Si je veux donner une explication a ce titre, ce modèle représenterait un choix entre deux chemins : attendre les conditions idéales pour présenter les œuvres, ou travailler avec les ressources disponibles dès maintenant. Depuis 2017, nous avons entamé un processus de développement des archives du film au sein de l’Institut National du Film, avec une vision panoramique claire de nos objectifs. Heureusement, les financeurs de la culture considèrent également important de préserver le patrimoine cinématographique, c’est pourquoi nous disposons de ressources financières nettement plus importantes qu’auparavant. J’ai pris la décision de planifier le développement des archives tout en rendant accessibles les œuvres déjà exploitables, afin de stimuler l’intérêt du public et des professionnels. Ma politique repose sur trois piliers : la modernisation et la consolidation de la collection; la coopération continue entre les archives et le laboratoire pour mener à bien les projets de numérisation et de restauration; la présence active de notre patrimoine à travers des partenariats nationaux (réseaux de cinémas, chaînes de télévision, notre propre plateforme VOD, activités scolaires, notre festival Budapest Classics Film Marathon) et internationaux (partenariats, distribution, festivals).
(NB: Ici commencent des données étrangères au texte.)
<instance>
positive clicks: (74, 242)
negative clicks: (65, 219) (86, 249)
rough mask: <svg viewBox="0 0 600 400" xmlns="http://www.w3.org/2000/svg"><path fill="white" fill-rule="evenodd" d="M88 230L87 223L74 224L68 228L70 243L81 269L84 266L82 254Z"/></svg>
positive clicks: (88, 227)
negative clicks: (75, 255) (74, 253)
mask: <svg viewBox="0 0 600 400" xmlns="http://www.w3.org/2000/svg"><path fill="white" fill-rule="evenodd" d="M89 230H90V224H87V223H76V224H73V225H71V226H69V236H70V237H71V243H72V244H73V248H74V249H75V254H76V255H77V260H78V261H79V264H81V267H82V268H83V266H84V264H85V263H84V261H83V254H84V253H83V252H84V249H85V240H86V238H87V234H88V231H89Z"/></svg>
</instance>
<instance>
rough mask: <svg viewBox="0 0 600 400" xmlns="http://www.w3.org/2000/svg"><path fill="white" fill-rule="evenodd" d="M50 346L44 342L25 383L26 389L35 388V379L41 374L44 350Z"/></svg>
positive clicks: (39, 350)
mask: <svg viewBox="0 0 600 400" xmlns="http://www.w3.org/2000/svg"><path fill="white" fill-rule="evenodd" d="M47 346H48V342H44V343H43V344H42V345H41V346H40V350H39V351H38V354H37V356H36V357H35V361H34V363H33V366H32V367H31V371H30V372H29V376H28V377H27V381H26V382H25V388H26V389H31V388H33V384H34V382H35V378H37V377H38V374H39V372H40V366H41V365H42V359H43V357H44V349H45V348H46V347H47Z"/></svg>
Depuis un an, nous avons élaboré un projet pour la création d’une Cinémathèque à Budapest, qui serait un lieu central pour présenter la richesse de notre patrimoine cinématographique. Mais nous n’attendons pas la création de ce lieu pour fédérer notre audience : nous souhaitons le créer pour un public déjà existant et fortement demandeur. Je pense que les collègues du Festival Lumière ont probablement pensé à cette stratégie lorsqu’ils ont choisi le titre de cette conférence.

 István Szabó sera mis à l'honneur. Quel regard portez-vous sur sa filmographie ?
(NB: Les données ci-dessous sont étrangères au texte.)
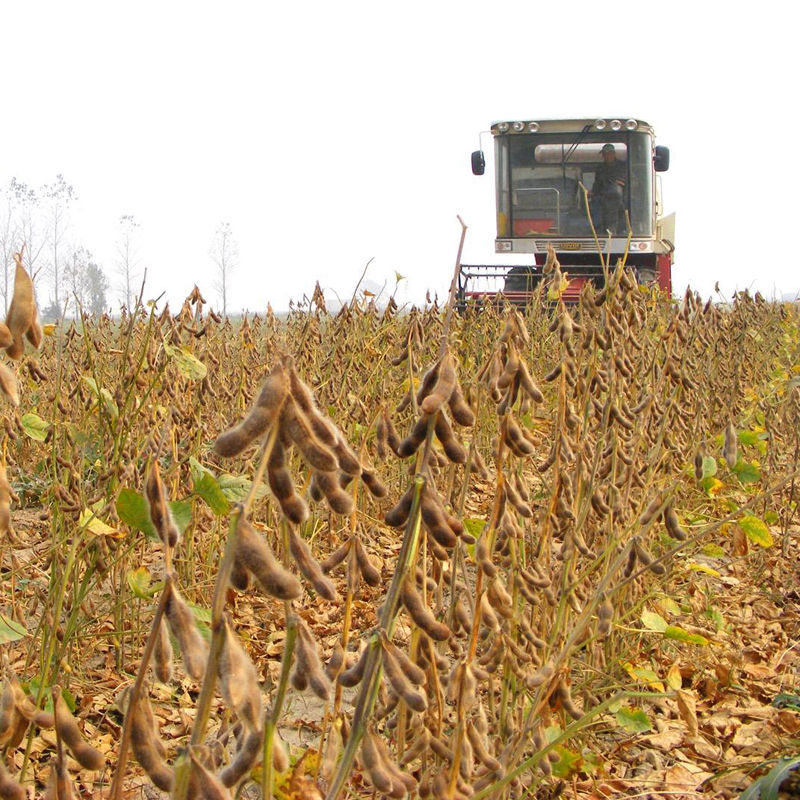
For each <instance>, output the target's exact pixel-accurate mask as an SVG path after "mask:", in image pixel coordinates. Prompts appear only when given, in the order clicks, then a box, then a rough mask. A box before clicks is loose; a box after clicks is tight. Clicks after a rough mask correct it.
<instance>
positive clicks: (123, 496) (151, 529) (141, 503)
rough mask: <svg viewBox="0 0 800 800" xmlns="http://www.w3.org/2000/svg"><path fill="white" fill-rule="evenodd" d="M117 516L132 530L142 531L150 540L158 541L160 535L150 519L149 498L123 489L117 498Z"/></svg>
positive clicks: (129, 490) (122, 489)
mask: <svg viewBox="0 0 800 800" xmlns="http://www.w3.org/2000/svg"><path fill="white" fill-rule="evenodd" d="M116 509H117V516H118V517H119V518H120V521H121V522H124V523H125V524H126V525H127V526H129V527H130V528H133V529H134V530H137V531H141V532H142V533H143V534H144V535H145V536H146V537H147V538H148V539H152V540H155V541H158V533H156V529H155V528H154V527H153V522H152V520H151V519H150V505H149V503H148V502H147V498H146V497H143V496H142V495H140V494H139V492H136V491H134V490H133V489H122V490H121V491H120V493H119V497H117V503H116Z"/></svg>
István Szabó est une figure incontournable du cinéma hongrois et mondial. Sa filmographie est marquée par une profonde humanité, une réflexion sur l’identité et l’histoire, et une maîtrise narrative exceptionnelle. Depuis 2005, lorsque j’ai commencé à travailler sur le cinéma de patrimoine hongrois en France avec Simon Shandor (Clavis Films), je collabore régulièrement avec István Szabó et ses films.

Nous avons d’abord édité sa trilogie en DVD en France, puis travaillé avec les salles et les cinémathèques pour faire revivre son cinéma, tout comme celui d’autres grands talents hongrois tels que Béla Tarr, Márta Mészáros, Zoltán Fábri, Károly Makk ou Miklós Jancsó, à qui nous avons consacré un coffret DVD de dix films. Les œuvres d’István interrogent les dilemmes moraux et les tensions politiques avec une rare intensité. Mais les films Meeting Venus et Adorable Julia, que le Festival Lumière présentera en première internationale en présence d’István, témoignent aussi de son extraordinaire talent à exceller dans des genres cinématographiques variés et à créer des œuvres grandioses qui touchent également le grand public. En tant que gardiens du patrimoine, nous avons la responsabilité de transmettre son héritage aux générations futures, dans toute sa complexité et sa beauté.